DexScrew tackles the sim-to-real gap in dexterous manipulation by bootstrapping from a simplified simulation to learn rotational finger gaits, then collecting real-world multisensory demonstrations via skill-based teleoperation, and finally training a tactile-aware behavior-cloning policy. The approach yields robust, generalizable manipulation for nut-bolt fastening and screwdriver tasks, outperforming direct sim-to-real transfer and showing strong performance on unseen geometries and under perturbations. Key findings highlight the necessity of tactile feedback and temporal history for stable, efficient manipulation. This staged pipeline offers a practical, scalable path toward dexterous manipulation with general-purpose robotic hands in unstructured environments.

Abstract

Reinforcement learning and sim-to-real transfer have made significant progress in dexterous manipulation. However, progress remains limited by the difficulty of simulating complex contact dynamics and multisensory signals, especially tactile feedback. In this work, we propose \ours, a sim-to-real framework that addresses these limitations and demonstrates its effectiveness on nut-bolt fastening and screwdriving with multi-fingered hands. The framework has three stages. First, we train reinforcement learning policies in simulation using simplified object models that lead to the emergence of correct finger gaits. We then use the learned policy as a skill primitive within a teleoperation system to collect real-world demonstrations that contain tactile and proprioceptive information. Finally, we train a behavior cloning policy that incorporates tactile sensing and show that it generalizes to nuts and screwdrivers with diverse geometries. Experiments across both tasks show high task progress ratios compared to direct sim-to-real transfer and robust performance even on unseen object shapes and under external perturbations. Videos and code are available on https://dexscrew.github.io.

Figures (6)

• Figure 1: An overview of our approach. We first train a reinforcement learning policy in simulation using a simplified object model, which serves as a motion prior for nut-bolt fastening and screwdriving.
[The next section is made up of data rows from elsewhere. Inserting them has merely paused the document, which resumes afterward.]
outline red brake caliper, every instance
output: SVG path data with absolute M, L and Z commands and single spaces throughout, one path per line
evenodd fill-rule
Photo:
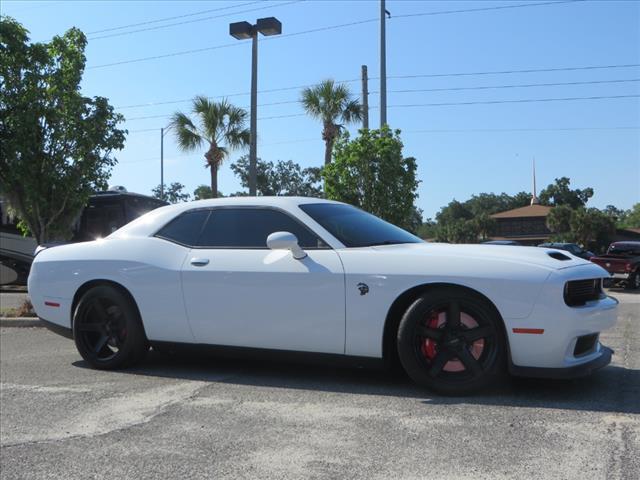
M 427 327 L 438 328 L 438 317 L 439 313 L 433 312 L 426 321 Z M 433 360 L 437 353 L 438 349 L 436 348 L 436 342 L 431 338 L 425 338 L 422 343 L 422 354 L 427 357 L 427 359 Z

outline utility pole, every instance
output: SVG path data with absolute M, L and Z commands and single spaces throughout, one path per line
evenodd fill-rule
M 164 200 L 164 128 L 160 129 L 160 198 Z
M 369 129 L 369 77 L 366 65 L 362 65 L 362 128 Z
M 387 9 L 380 0 L 380 128 L 387 124 Z

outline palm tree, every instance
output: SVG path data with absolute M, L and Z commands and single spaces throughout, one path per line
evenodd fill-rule
M 344 124 L 362 119 L 362 106 L 357 99 L 351 99 L 349 87 L 336 84 L 332 79 L 324 80 L 315 87 L 305 88 L 300 101 L 309 115 L 322 121 L 324 164 L 329 165 L 333 144 L 340 130 L 344 128 Z
M 175 131 L 181 150 L 192 152 L 199 147 L 208 147 L 204 158 L 211 172 L 211 191 L 217 197 L 218 169 L 229 154 L 229 150 L 249 144 L 250 133 L 245 128 L 247 112 L 231 105 L 227 100 L 210 101 L 207 97 L 193 99 L 192 120 L 182 112 L 176 112 L 169 127 Z

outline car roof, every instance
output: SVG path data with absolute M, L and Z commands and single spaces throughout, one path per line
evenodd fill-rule
M 182 212 L 199 208 L 255 206 L 281 208 L 282 210 L 289 212 L 295 212 L 297 210 L 298 212 L 302 213 L 300 210 L 298 210 L 297 207 L 299 205 L 309 203 L 333 203 L 337 205 L 344 205 L 341 202 L 313 197 L 246 196 L 195 200 L 193 202 L 181 202 L 173 205 L 167 205 L 165 207 L 156 208 L 155 210 L 152 210 L 151 212 L 137 218 L 133 222 L 128 223 L 119 230 L 116 230 L 110 235 L 110 237 L 117 238 L 125 236 L 146 236 L 156 232 L 159 228 L 175 218 L 177 215 L 180 215 Z

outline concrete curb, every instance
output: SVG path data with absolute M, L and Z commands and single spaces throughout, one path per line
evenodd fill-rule
M 44 327 L 37 317 L 0 317 L 0 327 Z

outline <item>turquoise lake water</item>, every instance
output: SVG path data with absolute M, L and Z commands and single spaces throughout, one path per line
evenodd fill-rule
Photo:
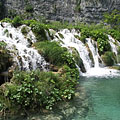
M 90 109 L 82 120 L 120 120 L 120 77 L 82 78 Z M 75 116 L 73 120 L 81 120 Z

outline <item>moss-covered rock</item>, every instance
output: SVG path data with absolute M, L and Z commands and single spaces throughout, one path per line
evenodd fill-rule
M 87 50 L 88 50 L 88 52 L 89 52 L 89 57 L 90 57 L 90 59 L 91 59 L 91 61 L 92 61 L 92 64 L 93 64 L 93 66 L 94 66 L 94 59 L 93 59 L 93 55 L 92 55 L 92 52 L 91 52 L 91 50 L 90 50 L 90 48 L 89 48 L 89 46 L 88 46 L 88 44 L 85 44 L 86 45 L 86 47 L 87 47 Z
M 73 47 L 71 48 L 71 50 L 72 50 L 72 56 L 73 56 L 76 64 L 81 68 L 82 72 L 86 72 L 83 61 L 80 58 L 80 55 L 79 55 L 78 51 Z
M 116 62 L 116 57 L 113 52 L 105 52 L 105 54 L 102 55 L 102 60 L 106 66 L 112 66 Z
M 4 83 L 4 77 L 8 75 L 5 71 L 8 70 L 12 63 L 12 57 L 10 52 L 6 49 L 6 44 L 4 42 L 0 42 L 0 85 Z
M 12 57 L 5 48 L 0 47 L 0 73 L 6 71 L 12 64 Z

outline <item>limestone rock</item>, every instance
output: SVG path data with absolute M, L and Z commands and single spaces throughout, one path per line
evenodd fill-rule
M 120 9 L 120 0 L 6 0 L 6 16 L 16 13 L 59 21 L 99 22 L 105 12 Z M 26 8 L 31 6 L 31 13 Z M 29 8 L 30 9 L 30 8 Z M 42 19 L 43 19 L 42 18 Z

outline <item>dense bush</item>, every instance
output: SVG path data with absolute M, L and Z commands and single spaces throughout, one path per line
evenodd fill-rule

We then collect real-world trajectories by using the learned policy as a skill primitive during teleoperation. Finally, we train a behavior cloning policy on the collected data to obtain coordinated behavior between the arm and the fingers.
• Figure 2: Simplified Object Models. Each nut or handle is modeled as a rigid body attached to a fixed base through a revolute joint. This abstraction ignores thread-level mechanics while retaining the essential rotational dynamics needed for learning.
• Figure 3: Teleoperation Interface. The human operator controls the wrist position using the VR controller buttons and adjusts yaw and pitch through the joystick. This setup allows the operator to guide the arm motion while relying on the learned finger-rotation skill during data collection.
• Figure 4: Top: The policy with tactile information maintains a consistent alternating pattern of thumb and index finger contact, which supports stable engagement as the nut is rotated downward. Bottom: The policy without tactile information does not maintain a clear contact pattern. This leads to unsuccessful engagement and prevents proper downward wrist motion. The resulting pattern reflects the index finger pressing against the bolt after losing stable contact.
• Figure 5: Top row: The policy recovers back to the nut-bolt fastening motion when the fingers are dragged by an external force. Bottom row: The policy recovers back to the screwdriving motion when the screwdriver is rotated counterclockwise during the clockwise rotation by the policy.